“I don’t believe it’s the citizens’ duty to enforce the law,” Jim Donis told the commissioners at last week’s meeting.
The cost of bringing a lawsuit could be as much as $20,000, he said. “We can raise it, but it’ll hurt.”
Donis was one of several Founders Ranch neighbors who complained to the commission about what they say is almost constant shooting at the shotgun range.
“Everybody and their brother goes down there and shoots,” said area resident Brian Kaeseman.
Another resident, Mary Ann Ende, read a March 15 letter that attorney Adrian Oglesby sent to the Single Action Shooting Society, which owns the ranch. The letter hints at the legal course a lawsuit might follow, should it come to that.
A permit issued to SASS in 2004 does not allow shotgun shooting, the attorney said: “The operation of a modern shotgun sports range was not contemplated or even foreseeable at the time … ”
Even a person “of the strongest constitution would find its impacts to be offensive, annoying, unpleasant, and damaging,” the letter continued. “Given this, it is shocking that the county has not stopped it already.”

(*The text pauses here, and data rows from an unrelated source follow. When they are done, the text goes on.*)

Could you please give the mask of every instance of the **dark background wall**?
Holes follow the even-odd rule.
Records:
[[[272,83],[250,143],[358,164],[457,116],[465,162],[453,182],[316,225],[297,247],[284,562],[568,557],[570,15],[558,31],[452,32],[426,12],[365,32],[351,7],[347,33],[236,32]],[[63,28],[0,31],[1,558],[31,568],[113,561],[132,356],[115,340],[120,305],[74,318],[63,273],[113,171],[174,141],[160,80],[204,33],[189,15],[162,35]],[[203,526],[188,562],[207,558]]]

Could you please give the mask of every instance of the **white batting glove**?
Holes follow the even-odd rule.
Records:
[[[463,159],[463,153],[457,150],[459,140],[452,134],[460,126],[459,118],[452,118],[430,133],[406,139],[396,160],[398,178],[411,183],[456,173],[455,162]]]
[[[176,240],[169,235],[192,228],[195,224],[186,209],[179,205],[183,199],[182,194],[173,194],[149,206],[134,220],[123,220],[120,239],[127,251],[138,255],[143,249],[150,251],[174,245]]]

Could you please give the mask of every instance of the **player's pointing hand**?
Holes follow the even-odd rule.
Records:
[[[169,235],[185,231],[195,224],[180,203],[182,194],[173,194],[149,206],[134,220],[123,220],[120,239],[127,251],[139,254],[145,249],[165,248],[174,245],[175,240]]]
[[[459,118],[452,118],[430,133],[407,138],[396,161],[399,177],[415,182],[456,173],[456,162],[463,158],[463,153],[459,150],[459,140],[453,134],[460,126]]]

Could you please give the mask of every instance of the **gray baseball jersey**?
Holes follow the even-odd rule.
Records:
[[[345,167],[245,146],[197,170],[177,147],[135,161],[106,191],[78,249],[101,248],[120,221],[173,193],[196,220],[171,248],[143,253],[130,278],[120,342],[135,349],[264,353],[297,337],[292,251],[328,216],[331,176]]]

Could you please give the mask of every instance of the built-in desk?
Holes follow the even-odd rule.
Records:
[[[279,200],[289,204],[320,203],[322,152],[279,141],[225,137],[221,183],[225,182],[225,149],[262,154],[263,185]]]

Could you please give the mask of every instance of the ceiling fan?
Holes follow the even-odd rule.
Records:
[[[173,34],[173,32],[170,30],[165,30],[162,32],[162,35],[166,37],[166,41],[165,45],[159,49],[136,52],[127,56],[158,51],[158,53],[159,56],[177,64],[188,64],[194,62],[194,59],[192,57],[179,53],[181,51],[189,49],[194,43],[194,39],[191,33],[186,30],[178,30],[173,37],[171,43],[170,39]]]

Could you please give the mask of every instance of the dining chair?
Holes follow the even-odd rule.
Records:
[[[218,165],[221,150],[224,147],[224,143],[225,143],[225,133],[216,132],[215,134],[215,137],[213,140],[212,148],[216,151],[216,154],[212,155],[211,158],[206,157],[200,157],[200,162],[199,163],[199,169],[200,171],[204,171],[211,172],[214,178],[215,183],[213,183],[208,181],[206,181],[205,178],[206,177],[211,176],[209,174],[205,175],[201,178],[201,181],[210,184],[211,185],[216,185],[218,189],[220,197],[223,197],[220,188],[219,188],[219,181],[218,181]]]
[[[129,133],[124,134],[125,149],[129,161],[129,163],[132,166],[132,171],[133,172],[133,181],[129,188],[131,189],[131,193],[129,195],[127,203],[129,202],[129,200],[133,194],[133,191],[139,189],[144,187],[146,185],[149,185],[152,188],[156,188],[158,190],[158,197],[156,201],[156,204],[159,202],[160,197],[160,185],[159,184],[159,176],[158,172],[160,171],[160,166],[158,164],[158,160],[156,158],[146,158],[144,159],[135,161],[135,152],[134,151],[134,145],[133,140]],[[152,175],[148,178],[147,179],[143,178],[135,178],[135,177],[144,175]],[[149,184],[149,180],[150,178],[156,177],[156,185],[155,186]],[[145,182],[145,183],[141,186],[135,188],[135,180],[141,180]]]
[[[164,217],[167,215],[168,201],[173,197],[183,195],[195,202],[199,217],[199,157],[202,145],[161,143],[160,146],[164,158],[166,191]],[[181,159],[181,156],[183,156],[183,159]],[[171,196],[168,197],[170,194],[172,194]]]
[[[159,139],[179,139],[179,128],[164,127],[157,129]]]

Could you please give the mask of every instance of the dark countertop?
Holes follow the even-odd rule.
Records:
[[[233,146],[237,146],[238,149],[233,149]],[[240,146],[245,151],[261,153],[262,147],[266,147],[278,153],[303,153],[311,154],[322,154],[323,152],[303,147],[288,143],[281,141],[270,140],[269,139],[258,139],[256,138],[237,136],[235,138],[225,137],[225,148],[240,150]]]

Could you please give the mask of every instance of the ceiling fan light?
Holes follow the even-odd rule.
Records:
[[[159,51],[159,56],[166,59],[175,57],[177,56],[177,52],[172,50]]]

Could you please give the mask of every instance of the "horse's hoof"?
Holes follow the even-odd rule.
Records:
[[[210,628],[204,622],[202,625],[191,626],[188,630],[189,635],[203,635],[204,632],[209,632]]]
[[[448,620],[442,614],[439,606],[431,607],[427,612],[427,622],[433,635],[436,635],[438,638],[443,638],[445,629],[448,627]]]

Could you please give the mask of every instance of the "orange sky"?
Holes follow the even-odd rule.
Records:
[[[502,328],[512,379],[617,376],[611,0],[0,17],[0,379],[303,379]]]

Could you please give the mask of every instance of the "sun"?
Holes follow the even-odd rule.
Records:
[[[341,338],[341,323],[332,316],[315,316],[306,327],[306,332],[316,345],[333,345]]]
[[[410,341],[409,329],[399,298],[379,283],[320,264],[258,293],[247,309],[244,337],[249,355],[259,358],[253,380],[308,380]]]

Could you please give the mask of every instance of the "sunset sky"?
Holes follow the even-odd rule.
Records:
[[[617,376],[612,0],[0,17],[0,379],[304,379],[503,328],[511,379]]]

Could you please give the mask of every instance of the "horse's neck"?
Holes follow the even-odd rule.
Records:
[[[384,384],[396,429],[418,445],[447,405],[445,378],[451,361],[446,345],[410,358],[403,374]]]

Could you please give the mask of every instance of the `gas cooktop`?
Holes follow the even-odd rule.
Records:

After mentioning the county government’s “failure to properly permit and regulate activities at the Founders Ranch,” Oglesby said the shooting at the range “is unquestionably an illegal activity that perfectly fits the definitions of both a public and private nuisance.
“… We understand that the commission may soon reconsider the scope of the 2004 conditional use permit,” the attorney wrote. “At that time we hope that the commission will properly consider how the Shotgun Sports Club is a continuing nuisance that deprives my clients of their ability to enjoy their private-property rights. In the meantime, we demand that you cease and desist the operation (of the shotgun range).”

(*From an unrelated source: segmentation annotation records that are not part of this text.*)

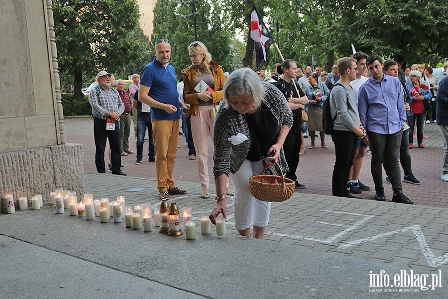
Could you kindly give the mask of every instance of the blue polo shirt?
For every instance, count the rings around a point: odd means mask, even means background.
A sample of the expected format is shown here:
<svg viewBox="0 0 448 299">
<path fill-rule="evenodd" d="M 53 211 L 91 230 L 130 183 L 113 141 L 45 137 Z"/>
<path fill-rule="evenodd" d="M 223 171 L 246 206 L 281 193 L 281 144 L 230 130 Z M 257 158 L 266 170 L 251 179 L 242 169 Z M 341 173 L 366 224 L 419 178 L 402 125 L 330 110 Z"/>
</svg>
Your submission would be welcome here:
<svg viewBox="0 0 448 299">
<path fill-rule="evenodd" d="M 143 69 L 140 84 L 150 88 L 148 95 L 157 102 L 171 104 L 177 108 L 177 112 L 168 113 L 163 109 L 151 107 L 152 120 L 175 120 L 180 118 L 177 80 L 172 65 L 168 63 L 164 66 L 154 57 Z"/>
</svg>

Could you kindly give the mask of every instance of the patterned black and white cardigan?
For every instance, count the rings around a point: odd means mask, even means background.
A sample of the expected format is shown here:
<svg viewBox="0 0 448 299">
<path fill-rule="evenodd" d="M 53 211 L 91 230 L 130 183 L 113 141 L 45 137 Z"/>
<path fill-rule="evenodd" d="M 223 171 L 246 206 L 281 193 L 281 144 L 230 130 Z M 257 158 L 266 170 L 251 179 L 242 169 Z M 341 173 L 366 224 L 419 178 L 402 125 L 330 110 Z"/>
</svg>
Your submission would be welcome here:
<svg viewBox="0 0 448 299">
<path fill-rule="evenodd" d="M 265 89 L 265 93 L 258 109 L 266 109 L 272 112 L 278 122 L 278 132 L 283 125 L 290 129 L 293 125 L 292 112 L 285 96 L 272 84 L 265 82 L 262 82 L 262 84 Z M 223 173 L 228 176 L 230 172 L 234 173 L 237 171 L 246 158 L 250 147 L 249 127 L 243 115 L 229 105 L 228 107 L 223 107 L 223 104 L 222 103 L 215 120 L 213 173 L 215 178 Z M 244 134 L 248 139 L 238 145 L 233 145 L 227 138 L 238 133 Z M 298 152 L 297 154 L 299 154 Z M 288 164 L 283 148 L 280 150 L 278 163 L 284 173 L 287 172 Z M 279 175 L 276 167 L 273 165 L 268 166 L 266 172 Z"/>
</svg>

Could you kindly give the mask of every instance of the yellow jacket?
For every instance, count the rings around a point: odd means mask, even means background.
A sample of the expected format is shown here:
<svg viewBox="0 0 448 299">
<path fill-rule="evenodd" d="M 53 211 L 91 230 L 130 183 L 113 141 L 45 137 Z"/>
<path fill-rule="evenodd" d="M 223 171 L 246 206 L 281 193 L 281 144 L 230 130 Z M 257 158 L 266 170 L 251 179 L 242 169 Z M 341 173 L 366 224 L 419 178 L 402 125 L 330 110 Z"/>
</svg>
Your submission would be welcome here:
<svg viewBox="0 0 448 299">
<path fill-rule="evenodd" d="M 215 80 L 215 84 L 212 92 L 212 101 L 215 106 L 218 105 L 223 100 L 223 88 L 225 77 L 221 66 L 214 61 L 210 61 L 212 73 Z M 193 67 L 190 66 L 185 70 L 184 74 L 184 100 L 190 104 L 188 113 L 190 115 L 198 115 L 198 93 L 195 90 L 195 74 Z"/>
</svg>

Steven Guetschow, the county’s Planning & Zoning chief, reported to the commission on several visits he made recently to the area around the ranch to monitor the shooting, which has been the target of nonstop complaints for months. He concluded that while the shooting was fairly constant and audible, it was generally not much louder than ordinary conversation.
The commissioners instructed Guetschow to look into purchasing a decibel-level reader.